Смеяться по утрам[32]
В Нью-Йорке тебя время от времени угощают ломкой, то есть запирают вместе с твоим ужасом в камеру и оставляют наедине с собой — им все равно, выплачешь ты глаза в попытках заснуть или сойдешь с ума от кошмарного, мучительного, медленного пробуждения, постепенного осознания того, где ты и чего жаждешь. Тебя кормят, а если ты слишком шумишь, накачивают успокоительным — толку от него мало, однако это никого не волнует, а когда ты выходишь на волю, осматривает тебя не врач, но бесцеремонный мясистый сержант, который глядит на тебя с презрением и который глазом не моргнет, если ты рухнешь замертво через минуту после того, как он подпишет твои бумаги. Потому он и поехал в Кентукки. По крайности, в тамошних заведениях твою дозу снижают постепенно, отчего ломка отсрочивается и сводится к минимуму, да и колют тебя каждый день бесплатно, и ты знаешь, что тебе не придется внезапно сесть на сухой паек. В его районе кто-нибудь всегда собирался в Кентукки. Один или двое из них и вправду надеялись вылечиться, другие ехали смеху ради, вроде как в отпуск, потому что остались без денег, а там их кололи бесплатно.
Он поехал, чтобы вылечиться.
На обратном пути ему пришлось провести три часа в Вашингтоне. Он стоял, не понимая, что делать, посреди автовокзала, ему было не по себе и от здешней сутолоки, и от того, что он один. Все его пожитки лежали в армейском вещмешке, одет он был в привезенную им из армии зеленую летную куртку. Он был стрелком. Краем глаза он поглядывал на свое отражение в зеркале, висевшем за торговым автоматом. Кожа плохая, широкое лицо выглядит усталым и осунувшимся. Он быстро отвернулся от зеркала, смущенный мыслью, что кто-то мог заметить, как он изучает себя в зеркале. Потом поднял с пола вещмешок и вышел из вокзала.
И сразу же начал потеть.

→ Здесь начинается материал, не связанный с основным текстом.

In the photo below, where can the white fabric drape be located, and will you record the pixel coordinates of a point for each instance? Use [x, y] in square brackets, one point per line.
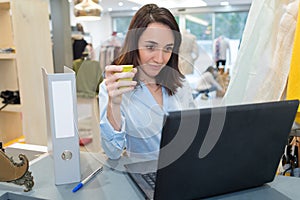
[263, 61]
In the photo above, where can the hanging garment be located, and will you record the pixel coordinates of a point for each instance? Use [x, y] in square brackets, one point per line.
[263, 61]
[293, 86]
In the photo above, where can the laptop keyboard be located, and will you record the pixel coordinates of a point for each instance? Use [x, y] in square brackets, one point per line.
[150, 178]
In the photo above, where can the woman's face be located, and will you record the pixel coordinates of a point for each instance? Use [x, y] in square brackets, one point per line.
[155, 49]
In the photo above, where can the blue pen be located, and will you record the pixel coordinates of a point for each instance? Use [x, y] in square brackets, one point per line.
[87, 179]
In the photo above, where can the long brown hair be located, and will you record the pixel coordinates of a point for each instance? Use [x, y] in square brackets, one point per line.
[170, 77]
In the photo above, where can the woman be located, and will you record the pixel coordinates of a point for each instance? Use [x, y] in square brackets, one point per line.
[131, 112]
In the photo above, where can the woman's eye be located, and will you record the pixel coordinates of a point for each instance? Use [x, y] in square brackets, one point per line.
[168, 49]
[150, 47]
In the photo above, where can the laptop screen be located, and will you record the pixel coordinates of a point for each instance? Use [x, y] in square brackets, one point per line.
[212, 151]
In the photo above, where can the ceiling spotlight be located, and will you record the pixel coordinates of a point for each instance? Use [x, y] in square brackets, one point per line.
[224, 3]
[88, 10]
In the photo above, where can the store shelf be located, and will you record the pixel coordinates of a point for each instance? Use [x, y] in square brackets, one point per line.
[7, 56]
[11, 107]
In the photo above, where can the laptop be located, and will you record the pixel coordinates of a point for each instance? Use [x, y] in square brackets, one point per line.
[214, 151]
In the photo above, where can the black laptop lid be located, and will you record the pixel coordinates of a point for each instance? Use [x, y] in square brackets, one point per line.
[218, 150]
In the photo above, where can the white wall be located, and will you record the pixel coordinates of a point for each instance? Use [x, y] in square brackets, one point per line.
[99, 30]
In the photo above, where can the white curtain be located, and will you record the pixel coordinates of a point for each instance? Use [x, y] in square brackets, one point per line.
[263, 61]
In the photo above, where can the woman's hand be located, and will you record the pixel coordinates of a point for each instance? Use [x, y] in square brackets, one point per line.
[115, 86]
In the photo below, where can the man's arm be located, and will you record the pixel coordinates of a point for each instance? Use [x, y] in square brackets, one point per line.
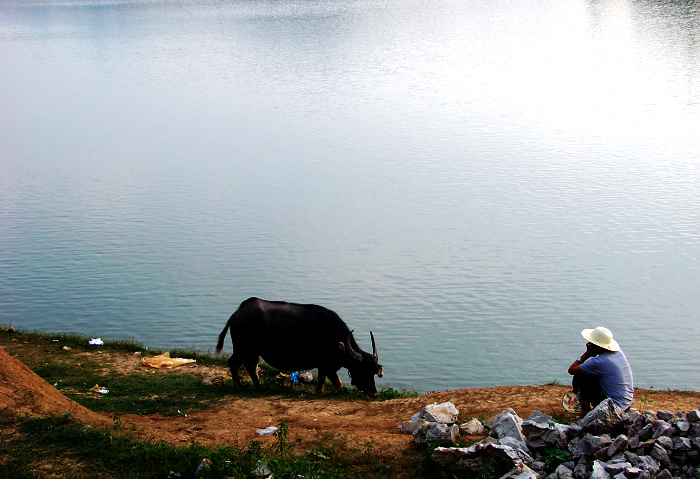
[575, 367]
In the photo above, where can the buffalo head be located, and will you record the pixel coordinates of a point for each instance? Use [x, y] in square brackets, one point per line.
[362, 366]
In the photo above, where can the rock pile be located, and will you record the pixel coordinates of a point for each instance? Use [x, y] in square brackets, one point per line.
[606, 444]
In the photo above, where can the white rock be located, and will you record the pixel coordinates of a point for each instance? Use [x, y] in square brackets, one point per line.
[445, 413]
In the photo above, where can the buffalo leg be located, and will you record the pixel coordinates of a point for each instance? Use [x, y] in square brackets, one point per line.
[251, 365]
[321, 382]
[234, 363]
[335, 380]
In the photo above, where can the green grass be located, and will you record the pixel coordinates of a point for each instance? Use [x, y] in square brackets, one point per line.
[147, 391]
[66, 447]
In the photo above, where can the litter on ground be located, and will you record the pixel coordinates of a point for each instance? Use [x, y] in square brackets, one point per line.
[165, 361]
[99, 389]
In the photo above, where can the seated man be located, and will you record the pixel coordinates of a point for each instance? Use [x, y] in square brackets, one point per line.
[602, 372]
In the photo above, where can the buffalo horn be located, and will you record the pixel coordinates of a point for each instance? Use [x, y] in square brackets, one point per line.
[374, 347]
[353, 354]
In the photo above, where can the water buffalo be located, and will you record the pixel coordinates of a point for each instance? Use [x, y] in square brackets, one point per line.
[294, 337]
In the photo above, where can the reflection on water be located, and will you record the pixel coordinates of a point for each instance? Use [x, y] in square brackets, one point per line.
[474, 181]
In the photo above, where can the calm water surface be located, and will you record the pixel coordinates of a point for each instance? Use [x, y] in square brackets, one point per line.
[474, 181]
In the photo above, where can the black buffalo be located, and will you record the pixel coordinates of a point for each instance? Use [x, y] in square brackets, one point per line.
[294, 337]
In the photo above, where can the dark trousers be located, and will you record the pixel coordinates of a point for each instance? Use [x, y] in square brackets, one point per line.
[588, 389]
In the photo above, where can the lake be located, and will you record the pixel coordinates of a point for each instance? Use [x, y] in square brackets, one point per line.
[475, 181]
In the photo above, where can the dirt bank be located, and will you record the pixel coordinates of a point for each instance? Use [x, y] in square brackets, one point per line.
[358, 422]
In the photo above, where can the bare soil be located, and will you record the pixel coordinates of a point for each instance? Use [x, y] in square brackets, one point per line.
[358, 423]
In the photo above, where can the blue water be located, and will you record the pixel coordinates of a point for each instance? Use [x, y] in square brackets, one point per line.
[475, 182]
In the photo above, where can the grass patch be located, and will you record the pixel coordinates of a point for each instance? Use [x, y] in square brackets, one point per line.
[66, 361]
[59, 446]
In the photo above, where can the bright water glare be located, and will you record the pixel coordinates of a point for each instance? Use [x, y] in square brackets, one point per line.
[474, 181]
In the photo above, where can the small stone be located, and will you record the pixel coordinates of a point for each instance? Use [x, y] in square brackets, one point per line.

Стояла зима, холодный воздух, ледяной ветер, а у него пот выступал на лице. Он давно уже пытался понять, что бы она такое значила, эта его потливость в самые холодные дни, но додумался лишь до одного: потом он обливался всегда, сколько помнил себя, всегда был таким. В одном из его карманов лежал список докторов, которые, как правило, выписывают тебе рецепт, если ты платишь им за прием. Эти сведения он получил от людей, с которыми лечился, и в том, что двенадцать перечисленных в списке врачей жили всего в пятидесяти милях от клиники, присутствовала мрачноватая ирония. Ему нужно было потратить на что-то три часа, и он решил заглянуть к одному из них — не потому, что нуждался в чем-либо или чего-то хотел, а просто чтобы время убить. Он не любил одиночества в чужом городе, он его и в Нью-Йорке-то не любил. Особенно туго приходилось ему по этой части в ресторанах. Иногда он даже есть не мог.
Офис доктора находился на первом этаже старого, построенного из песчаника дома. Лимонные шторы на окнах, табличка с именем и часами приема. Как только на пороге появилась медицинская сестра, Нат пожалел, что пришел сюда. Дорогой он придумал, что будет говорить, однако стоило ей посмотреть ему в глаза, как его охватило чувство вины, стыд и он все придуманное забыл.
— Я… мне нужно повидаться с врачом, — пробормотал он.
Сестра провела его в приемную. Это была худощавая женщина средних лет, с жесткими седеющими волосами и сухим лицом, не способным, как показалось Нату, выражать радость или сочувствие. Она уселась за свой рабочий стол, подняла взгляд на Ната.
— Вам назначено?
Он покачал головой.
— Вы постоянный пациент?
Он снова покачал головой. Сестра положила перед собой чистый бланк, спросила, как его зовут.
— Натан Шолль, — ответил он и, только теперь сообразив, что вопросов будет еще немало, нервно подступил к ее столу. — Я… я не из Вашингтона. Просто проходил мимо, увидел табличку доктора. Можно мне с ним поговорить? Я… у меня личное дело.